Since Trump became president, America’s global role has turned upside down and spun around. If any other nation with the power to do so had lashed out at Syria as the US did, there would have been no end to the international recriminations. Trump, however, works a form of mercurial magic, so that it doesn’t matter what he’s done or said previously. His beliefs are malleable, and US policy has to bend with them.

Thailand, of course, can offer any other country lessons in this sort of flexibility. Thailand might be the most flexible nation of all, a ready partner for any government or cause, as needs dictate. America before Trump had no such flexibility, because its actions depended on esteemed principles.

But Trump has changed all that. Claiming to be teary-eyed at seeing images of the babies gassed in Syria and ready to wreak vengeance on their behalf, he will henceforth be widely portrayed as a leader with a heart, regardless of his anti-immigration policies targeting Muslims (including Syrians). Any contradictions perceived will be dismissed as

“alternative contradictions”. White House press secretary Sean Spicer’s defences of his president’s actions are befuddling, if not shameful, teeming with words like “incredible” and “wonderful”.

For Asia, the most dangerous aspect of the careening Trump doctrine is plain to see – the possible use of force against North Korea. We in this region cannot afford to feel complacent about the US raining Tomahawk missiles on a Syrian airfield simply because it was so far away in the Middle East. If there were a similar attack against targets in North Korea, all of Asia would register the impact, beginning with South Korea and rippling southward. North Korea’s Kim Jong-un is a very different leader than Syria’s Bashar al-Assad. Assad might have felt nothing when he unleashed chemical weapons against his own people, but Kim has far worse armaments in hand if he decides, without feelings, to strike out against South Korea, Japan or US warships in the vicinity, and the death toll could be colossal.

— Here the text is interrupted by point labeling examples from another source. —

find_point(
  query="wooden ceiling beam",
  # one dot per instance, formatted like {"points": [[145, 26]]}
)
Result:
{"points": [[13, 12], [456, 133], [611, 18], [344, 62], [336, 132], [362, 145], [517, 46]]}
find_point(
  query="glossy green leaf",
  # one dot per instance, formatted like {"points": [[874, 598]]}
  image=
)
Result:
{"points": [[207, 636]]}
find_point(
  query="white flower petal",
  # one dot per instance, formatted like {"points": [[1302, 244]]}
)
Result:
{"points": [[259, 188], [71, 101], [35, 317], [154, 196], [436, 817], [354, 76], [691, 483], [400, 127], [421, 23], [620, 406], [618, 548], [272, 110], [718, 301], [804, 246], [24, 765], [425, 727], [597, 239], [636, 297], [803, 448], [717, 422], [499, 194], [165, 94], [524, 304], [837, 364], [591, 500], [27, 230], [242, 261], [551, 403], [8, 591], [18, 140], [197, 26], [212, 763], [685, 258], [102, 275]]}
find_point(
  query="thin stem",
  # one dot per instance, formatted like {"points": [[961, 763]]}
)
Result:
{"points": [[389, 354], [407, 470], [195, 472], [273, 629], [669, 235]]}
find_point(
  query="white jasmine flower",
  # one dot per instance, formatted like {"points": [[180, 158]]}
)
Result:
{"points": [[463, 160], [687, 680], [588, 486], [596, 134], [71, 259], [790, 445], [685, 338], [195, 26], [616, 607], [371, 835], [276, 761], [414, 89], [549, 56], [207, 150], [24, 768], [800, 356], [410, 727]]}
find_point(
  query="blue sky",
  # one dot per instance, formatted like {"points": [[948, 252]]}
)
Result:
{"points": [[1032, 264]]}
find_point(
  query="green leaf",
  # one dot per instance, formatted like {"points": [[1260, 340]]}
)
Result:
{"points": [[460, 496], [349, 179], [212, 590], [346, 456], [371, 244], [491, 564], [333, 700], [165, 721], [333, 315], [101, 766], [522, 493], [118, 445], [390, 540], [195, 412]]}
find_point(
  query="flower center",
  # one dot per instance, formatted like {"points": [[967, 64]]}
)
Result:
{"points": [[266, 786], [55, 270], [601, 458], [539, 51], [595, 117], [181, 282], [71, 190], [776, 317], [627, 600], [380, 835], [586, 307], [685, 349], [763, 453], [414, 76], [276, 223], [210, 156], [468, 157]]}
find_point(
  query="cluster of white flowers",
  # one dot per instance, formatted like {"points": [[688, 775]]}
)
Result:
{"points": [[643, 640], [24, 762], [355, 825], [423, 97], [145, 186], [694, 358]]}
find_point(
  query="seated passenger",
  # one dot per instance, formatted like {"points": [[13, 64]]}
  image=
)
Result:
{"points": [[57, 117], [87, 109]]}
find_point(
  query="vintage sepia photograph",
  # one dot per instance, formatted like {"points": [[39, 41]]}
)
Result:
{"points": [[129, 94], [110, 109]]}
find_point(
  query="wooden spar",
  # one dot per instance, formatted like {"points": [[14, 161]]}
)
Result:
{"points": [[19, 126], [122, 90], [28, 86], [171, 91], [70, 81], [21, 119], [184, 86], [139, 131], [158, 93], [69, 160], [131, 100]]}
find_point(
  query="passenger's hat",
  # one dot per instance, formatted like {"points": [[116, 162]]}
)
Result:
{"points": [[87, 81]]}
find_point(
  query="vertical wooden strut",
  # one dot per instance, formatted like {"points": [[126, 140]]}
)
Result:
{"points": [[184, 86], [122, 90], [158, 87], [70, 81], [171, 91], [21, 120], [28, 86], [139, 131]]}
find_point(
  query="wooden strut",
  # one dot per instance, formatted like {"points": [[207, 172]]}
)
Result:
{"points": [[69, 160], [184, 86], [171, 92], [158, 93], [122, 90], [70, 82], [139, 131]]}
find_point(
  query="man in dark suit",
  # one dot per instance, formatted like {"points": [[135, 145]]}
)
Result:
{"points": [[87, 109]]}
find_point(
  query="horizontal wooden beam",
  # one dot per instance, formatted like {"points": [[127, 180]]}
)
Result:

This is no longer a remote risk. Having finally garnered media praise and boosted his popularity ratings by acting against Syria, Trump is primed to use force again. As every world leader knows, war is a handy way to divert public attention from domestic problems.

Thus, we are again perched on the edge of an abyss. Trump no doubt feels comfortable with a Tomahawk in his hand and was unscathed in its first use. When his predecessor, Barack Obama, initially threatened to hit Assad, citizen Trump criticised him for war-mongering. As presidential candidate, Trump maintained that there was no need for American involvement. As a troubled president, he found wisdom in it. The Americans who elected him, who had no admiration for Obama’s Nobel Peace Prize, love macho leaders.

With China hopefully leading by example, it would be best for Asian nations to unite against the imposition of Trump’s newfound doctrine here, so that we remain the masters of our own destiny.